In his review last week of Amanaz’s Africa, Evan Conley describes how record collectors have been relentless in their pursuit of “reissues of obscure African LPs … sprouting from the shelves of in-the-know record shops around the globe.” There’s no question that the popularity of finding the most forgotten, poorest quality, least pressed records from some of the least well-known places on earth (Dahomey, Tanganyika, Ubangi-Shari, take your pick) is continually on the rise thanks to a growing network of amateur enthusiasts and ethnomusicologists alike.
It thus comes as a minor surprise that Soundway, ever the leaders in Dark Continent crate-digging, have chosen a comparatively popular Ghanaian group for their latest reissue. Sweet Talks can hardly be counted as obscure: They were one of Ghana’s biggest groups in the 1970s and made it to a point in their career where they could tour regularly behind a substantial discography and record halfway around the world in Los Angeles. There were a few essential ingredients that contributed to their quick, early success. Jonathan Abraham, the band’s founder, was also manager of the buzzing Talk of the Town hotel in Accra’s main port of Tema. Sweet Talks were in an excellent position from the moment of their creation as one of two house bands for the hotel (the Talkatives were the other). Abraham was also either smart or lucky to bring together established singer AB Crentsil, who had previously helmed the El Dorados, and guitarist Smart Nkansah, who had been in Yamoah’s Guitar Band. The playing time and personnel before they ever released a record cannot be discounted when discussing the quality of their output.

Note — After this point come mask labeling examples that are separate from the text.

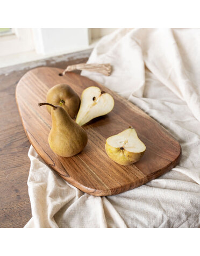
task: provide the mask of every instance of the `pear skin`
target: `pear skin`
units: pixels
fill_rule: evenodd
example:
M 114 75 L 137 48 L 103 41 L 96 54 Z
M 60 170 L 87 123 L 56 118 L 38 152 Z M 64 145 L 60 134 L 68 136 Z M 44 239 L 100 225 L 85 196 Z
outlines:
M 146 151 L 146 146 L 132 126 L 108 138 L 105 147 L 110 158 L 125 166 L 139 161 Z
M 105 151 L 109 158 L 122 165 L 129 165 L 139 161 L 145 152 L 140 153 L 129 152 L 123 148 L 114 147 L 105 144 Z
M 40 103 L 39 105 L 47 104 Z M 48 136 L 51 148 L 55 154 L 63 157 L 78 154 L 87 144 L 85 131 L 70 117 L 63 108 L 56 105 L 51 108 L 52 124 Z
M 73 118 L 78 111 L 80 99 L 69 86 L 61 83 L 52 87 L 48 90 L 47 102 L 62 106 Z M 47 109 L 51 113 L 52 107 L 47 105 Z

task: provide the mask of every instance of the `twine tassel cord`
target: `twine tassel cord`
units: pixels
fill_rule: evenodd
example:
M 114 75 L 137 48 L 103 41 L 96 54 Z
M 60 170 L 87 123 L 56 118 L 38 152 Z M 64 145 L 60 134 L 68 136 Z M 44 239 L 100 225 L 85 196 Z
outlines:
M 81 63 L 75 65 L 68 66 L 62 72 L 64 75 L 66 72 L 79 70 L 87 70 L 92 72 L 97 72 L 106 76 L 109 76 L 111 74 L 112 67 L 110 64 L 87 64 L 86 63 Z

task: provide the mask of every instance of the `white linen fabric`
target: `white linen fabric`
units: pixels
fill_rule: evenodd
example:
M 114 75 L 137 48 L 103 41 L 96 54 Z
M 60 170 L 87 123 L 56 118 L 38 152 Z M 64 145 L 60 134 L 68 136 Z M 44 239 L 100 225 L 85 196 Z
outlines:
M 120 194 L 95 197 L 69 184 L 31 146 L 32 218 L 26 227 L 200 227 L 200 30 L 120 29 L 103 38 L 88 63 L 110 76 L 82 74 L 138 106 L 180 142 L 171 171 Z

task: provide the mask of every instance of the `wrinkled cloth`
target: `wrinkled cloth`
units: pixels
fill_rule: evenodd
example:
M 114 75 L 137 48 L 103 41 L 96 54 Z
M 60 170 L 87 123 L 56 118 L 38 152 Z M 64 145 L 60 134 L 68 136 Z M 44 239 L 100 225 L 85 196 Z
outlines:
M 104 37 L 88 63 L 110 63 L 110 76 L 83 72 L 137 105 L 182 149 L 180 163 L 117 195 L 89 195 L 43 162 L 31 146 L 32 217 L 26 227 L 200 227 L 200 30 L 120 29 Z

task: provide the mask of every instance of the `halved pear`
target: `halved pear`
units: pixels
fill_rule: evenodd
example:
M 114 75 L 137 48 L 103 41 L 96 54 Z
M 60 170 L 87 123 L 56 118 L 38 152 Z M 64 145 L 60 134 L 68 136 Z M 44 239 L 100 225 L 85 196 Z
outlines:
M 122 165 L 129 165 L 139 161 L 145 153 L 146 146 L 138 138 L 135 130 L 128 128 L 106 139 L 108 155 Z
M 109 113 L 114 104 L 114 99 L 111 95 L 102 91 L 98 87 L 88 87 L 82 94 L 76 122 L 79 125 L 83 125 L 95 117 Z

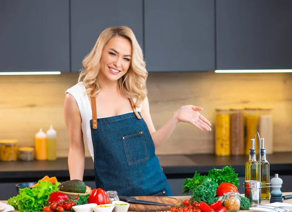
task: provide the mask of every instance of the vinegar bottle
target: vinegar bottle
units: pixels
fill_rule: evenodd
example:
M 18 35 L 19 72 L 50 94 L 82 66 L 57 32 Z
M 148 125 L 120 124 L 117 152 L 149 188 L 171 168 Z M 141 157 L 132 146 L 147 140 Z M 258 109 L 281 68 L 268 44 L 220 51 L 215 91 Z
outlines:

People and practice are nothing without the music, of course, and here is where Sweet Talks were particularly clever. The dozen-strong group blended Ghana’s best known musical export, highlife, with roots folk and contemporary funk sounds of the time — even the youths of Accra bored by guitar highlife’s ubiquity in the 1960s found something fresh in the “Kusum” (“native” or “from Ghana”) beat. Opening track “Akampanye” sums up this blend of the traditional and the modern, from the very basic keyboard opening to the explosion of horns and brisk percussion. “That’s what they call, the kusum beat,” Crentsil intones with a slight accent. “Now here we go with it.”

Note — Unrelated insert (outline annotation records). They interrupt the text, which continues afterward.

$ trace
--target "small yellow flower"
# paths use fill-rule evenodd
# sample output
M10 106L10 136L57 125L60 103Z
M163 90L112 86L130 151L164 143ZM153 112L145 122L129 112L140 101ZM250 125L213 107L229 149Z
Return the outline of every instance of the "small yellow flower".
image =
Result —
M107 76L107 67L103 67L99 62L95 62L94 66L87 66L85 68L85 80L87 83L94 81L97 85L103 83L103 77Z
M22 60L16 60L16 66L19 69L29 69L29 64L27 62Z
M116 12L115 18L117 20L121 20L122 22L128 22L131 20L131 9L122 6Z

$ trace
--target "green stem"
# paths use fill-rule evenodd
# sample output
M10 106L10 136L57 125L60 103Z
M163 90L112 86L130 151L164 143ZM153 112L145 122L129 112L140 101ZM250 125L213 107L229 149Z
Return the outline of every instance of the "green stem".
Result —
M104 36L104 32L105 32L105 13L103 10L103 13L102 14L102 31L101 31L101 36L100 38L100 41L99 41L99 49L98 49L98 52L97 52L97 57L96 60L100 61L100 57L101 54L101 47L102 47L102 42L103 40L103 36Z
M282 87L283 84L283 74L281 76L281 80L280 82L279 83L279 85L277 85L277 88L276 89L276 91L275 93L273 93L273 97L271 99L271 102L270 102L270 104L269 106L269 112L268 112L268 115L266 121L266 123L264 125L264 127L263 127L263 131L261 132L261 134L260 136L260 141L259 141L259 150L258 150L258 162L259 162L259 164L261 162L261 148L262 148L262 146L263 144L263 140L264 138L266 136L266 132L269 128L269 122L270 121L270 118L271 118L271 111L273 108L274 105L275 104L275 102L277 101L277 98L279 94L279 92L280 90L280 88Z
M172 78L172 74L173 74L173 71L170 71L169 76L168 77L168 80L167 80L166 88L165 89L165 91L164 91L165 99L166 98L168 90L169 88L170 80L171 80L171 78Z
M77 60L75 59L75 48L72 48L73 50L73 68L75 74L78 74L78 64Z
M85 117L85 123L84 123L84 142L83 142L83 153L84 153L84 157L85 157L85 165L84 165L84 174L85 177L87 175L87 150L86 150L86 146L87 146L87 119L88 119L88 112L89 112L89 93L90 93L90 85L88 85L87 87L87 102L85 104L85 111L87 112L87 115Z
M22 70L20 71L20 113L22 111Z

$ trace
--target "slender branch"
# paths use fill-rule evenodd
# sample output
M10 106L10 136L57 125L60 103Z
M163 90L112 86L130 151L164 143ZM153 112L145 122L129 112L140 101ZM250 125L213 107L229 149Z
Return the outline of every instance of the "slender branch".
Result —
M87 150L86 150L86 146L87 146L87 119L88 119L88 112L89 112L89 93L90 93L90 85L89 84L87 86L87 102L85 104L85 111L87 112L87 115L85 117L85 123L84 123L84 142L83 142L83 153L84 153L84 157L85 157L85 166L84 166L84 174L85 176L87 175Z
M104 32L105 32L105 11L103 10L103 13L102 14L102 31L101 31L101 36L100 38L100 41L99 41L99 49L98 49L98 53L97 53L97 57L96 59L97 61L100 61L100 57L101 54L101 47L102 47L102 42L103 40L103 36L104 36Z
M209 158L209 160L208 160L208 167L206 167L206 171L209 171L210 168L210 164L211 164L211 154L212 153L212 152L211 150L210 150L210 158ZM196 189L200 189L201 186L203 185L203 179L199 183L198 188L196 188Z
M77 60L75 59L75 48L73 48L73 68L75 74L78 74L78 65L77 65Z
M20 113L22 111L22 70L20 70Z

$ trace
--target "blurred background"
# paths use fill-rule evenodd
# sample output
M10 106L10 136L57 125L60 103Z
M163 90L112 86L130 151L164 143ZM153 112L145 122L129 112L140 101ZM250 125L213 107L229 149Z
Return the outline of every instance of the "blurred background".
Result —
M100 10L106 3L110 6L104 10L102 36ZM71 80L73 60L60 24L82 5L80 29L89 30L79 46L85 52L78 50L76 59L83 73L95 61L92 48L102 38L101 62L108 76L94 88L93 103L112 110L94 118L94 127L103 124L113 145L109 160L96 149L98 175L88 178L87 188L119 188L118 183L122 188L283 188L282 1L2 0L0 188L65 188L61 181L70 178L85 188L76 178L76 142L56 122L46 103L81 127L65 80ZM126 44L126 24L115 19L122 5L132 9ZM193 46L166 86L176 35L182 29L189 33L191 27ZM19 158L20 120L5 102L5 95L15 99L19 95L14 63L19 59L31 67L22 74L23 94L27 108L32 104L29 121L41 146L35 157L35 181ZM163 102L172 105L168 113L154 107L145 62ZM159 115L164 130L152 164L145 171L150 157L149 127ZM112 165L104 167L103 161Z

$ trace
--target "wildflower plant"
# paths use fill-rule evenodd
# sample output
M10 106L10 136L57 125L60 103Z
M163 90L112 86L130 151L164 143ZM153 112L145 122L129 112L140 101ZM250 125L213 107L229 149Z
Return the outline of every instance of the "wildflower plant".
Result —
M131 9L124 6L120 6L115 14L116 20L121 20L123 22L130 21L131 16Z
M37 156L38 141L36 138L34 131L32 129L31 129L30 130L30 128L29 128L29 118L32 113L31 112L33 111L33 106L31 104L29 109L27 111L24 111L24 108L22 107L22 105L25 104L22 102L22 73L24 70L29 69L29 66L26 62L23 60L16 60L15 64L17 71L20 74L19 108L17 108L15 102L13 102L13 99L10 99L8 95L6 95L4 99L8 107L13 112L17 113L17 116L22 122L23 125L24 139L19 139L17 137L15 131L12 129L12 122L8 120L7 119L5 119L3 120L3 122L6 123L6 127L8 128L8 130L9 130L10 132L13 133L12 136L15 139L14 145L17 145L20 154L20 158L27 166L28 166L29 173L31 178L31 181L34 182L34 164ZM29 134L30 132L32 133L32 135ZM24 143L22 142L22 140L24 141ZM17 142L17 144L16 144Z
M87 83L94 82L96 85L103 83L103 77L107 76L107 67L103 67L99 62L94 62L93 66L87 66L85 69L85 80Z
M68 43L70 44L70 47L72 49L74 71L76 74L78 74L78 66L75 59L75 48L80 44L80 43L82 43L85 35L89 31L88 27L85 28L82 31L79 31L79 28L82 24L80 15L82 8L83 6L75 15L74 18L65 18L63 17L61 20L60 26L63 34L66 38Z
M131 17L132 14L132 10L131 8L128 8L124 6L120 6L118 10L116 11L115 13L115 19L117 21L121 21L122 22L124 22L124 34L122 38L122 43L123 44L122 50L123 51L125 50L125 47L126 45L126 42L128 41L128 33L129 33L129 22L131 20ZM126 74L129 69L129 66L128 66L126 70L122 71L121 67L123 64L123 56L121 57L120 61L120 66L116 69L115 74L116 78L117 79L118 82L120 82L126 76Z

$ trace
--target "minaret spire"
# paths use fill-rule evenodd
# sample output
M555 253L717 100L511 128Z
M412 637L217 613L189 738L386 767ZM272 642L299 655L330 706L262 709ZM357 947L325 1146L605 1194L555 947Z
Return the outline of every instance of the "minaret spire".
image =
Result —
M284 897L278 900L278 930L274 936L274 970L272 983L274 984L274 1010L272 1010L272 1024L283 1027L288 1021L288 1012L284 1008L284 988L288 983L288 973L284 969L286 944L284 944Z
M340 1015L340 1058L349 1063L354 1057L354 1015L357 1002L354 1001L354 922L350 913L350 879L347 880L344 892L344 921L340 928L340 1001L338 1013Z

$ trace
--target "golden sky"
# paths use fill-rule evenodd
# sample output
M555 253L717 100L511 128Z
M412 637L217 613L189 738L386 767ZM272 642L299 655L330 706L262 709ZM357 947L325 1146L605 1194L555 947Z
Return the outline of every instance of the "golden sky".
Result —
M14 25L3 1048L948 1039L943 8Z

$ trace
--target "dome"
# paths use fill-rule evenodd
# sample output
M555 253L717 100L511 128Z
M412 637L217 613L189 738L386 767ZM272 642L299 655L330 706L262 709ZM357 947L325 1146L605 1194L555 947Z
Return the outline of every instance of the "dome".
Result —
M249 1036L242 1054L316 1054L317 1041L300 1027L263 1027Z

Those are nearly the only English words on this album, but songs like “Eyi Su Ngaangaa” and “Kyekye Pe Aware” mix Western guitar grooves and brass backing with Fela Kuti-like rhythmic repetition to demonstrate an awareness of what was happening on the other side of the Atlantic. The influences aren’t always obvious, partly because they are so disparate — maybe it was jazz horns they tried to invoke, or maybe it was more salsa from Latin dance bands (an early highlife influence). Ultimately, it didn’t matter: Their brand of highlife was successful enough to produce three LPs (The Kusum Beat was the second) and garner acclaim beyond their native Ghana.
The postscript to Sweet Talks is almost as fascinating as the music: Nkansah left in 1976 to form his own group, the Black Hustlers, and Crentsil later fell out with Abraham over allegations of mismanagement. The group’s dissolution was accelerated by Ghana’s growing economic trouble and an 8 p.m. curfew instituted by the unstable, mercurial military rule of Jerry Rawlings. Crentsil later found success as a solo artist, Talk of the Town still exists in Tema, and highlife has recently experienced a resurgence in the updated form of hiplife. Still, it is the collective achievement of Sweet Talks that rings the loudest for each of its protagonists. Soundway may not have scraped the bottoms of Accra’s most mysterious bins for this one, but sometimes there’s a good reason things get popular. The Kusum Beat is a sterling example.